It’s kind of funny when individuals get paranoid about hackers and fly off the handle. This post on the main page of a site I visited recently reminded me of it:
Recent attempts by hackers to break into my server have not gone unnoticed. I have blocked numerous IP address segments, mostly ones used by Asian-Pacific networks. However, I recently blocked an IP in use in the Tampa, FL area. When I do block an IP address, I usually block 255 addresses at a time. For example, if the hacker’s IP address is 18.104.22.168, I will block the range of 22.214.171.124 – 126.96.36.199. This reduces the time I must spend monitoring my network since the hacker can easily obtain another IP address in the same segment. The downside is that if you are not a hacker, but your neighbor is, your IP address might also be blocked because of your hacker neighbor. Users of blocked IP addresses will not be able to use the unique call lookup.
No hacker is reading that…and if they are, they’re laughing. Hacking, like most Internet crimes, is generally a crime of opportunity. In other words, although they are looking for something (usually control of your computer), hackers aren’t usually specifically interested in you. They want it to be easy. The best defenses against hacking for the individual are:
- keep your system updated
- don’t download little widgets (like the **** Weather Bug and the xyz toolbar)

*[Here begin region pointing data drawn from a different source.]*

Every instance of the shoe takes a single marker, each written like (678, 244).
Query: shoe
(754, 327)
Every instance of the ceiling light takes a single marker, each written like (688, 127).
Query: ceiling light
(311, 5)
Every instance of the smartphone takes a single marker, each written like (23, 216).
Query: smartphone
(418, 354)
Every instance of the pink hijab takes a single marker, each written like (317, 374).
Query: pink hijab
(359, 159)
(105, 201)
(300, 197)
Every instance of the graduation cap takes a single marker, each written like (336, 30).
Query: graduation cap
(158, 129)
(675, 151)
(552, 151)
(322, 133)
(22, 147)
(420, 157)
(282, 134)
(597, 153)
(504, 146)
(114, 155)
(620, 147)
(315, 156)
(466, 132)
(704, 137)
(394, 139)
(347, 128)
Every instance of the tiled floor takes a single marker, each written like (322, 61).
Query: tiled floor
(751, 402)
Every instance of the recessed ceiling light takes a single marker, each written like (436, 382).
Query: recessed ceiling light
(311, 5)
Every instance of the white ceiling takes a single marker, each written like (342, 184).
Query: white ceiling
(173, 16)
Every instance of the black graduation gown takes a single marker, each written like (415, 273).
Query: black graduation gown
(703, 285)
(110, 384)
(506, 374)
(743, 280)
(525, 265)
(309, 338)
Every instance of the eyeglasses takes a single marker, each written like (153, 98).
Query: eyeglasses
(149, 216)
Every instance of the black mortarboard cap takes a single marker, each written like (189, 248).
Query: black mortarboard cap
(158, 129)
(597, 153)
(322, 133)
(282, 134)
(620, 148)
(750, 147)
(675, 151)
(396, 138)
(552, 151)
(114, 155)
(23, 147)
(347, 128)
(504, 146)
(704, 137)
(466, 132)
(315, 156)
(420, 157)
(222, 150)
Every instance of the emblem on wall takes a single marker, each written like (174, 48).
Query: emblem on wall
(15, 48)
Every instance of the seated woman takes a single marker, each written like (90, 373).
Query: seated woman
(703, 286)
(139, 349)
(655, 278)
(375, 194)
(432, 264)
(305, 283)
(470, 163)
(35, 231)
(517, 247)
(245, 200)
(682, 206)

- use some sort of passwords
That’ll make it hard enough to keep out of 99% hackers. If you have something they want worse than that, chances are you are already paying an expert to protect you.
It’s very likely that the paranoid guy quoted above was being pounded by computers that had already been compromised by hackers, and not directly by the hackers themselves. As they say, you’d think Windows Update was illegal in the Far East.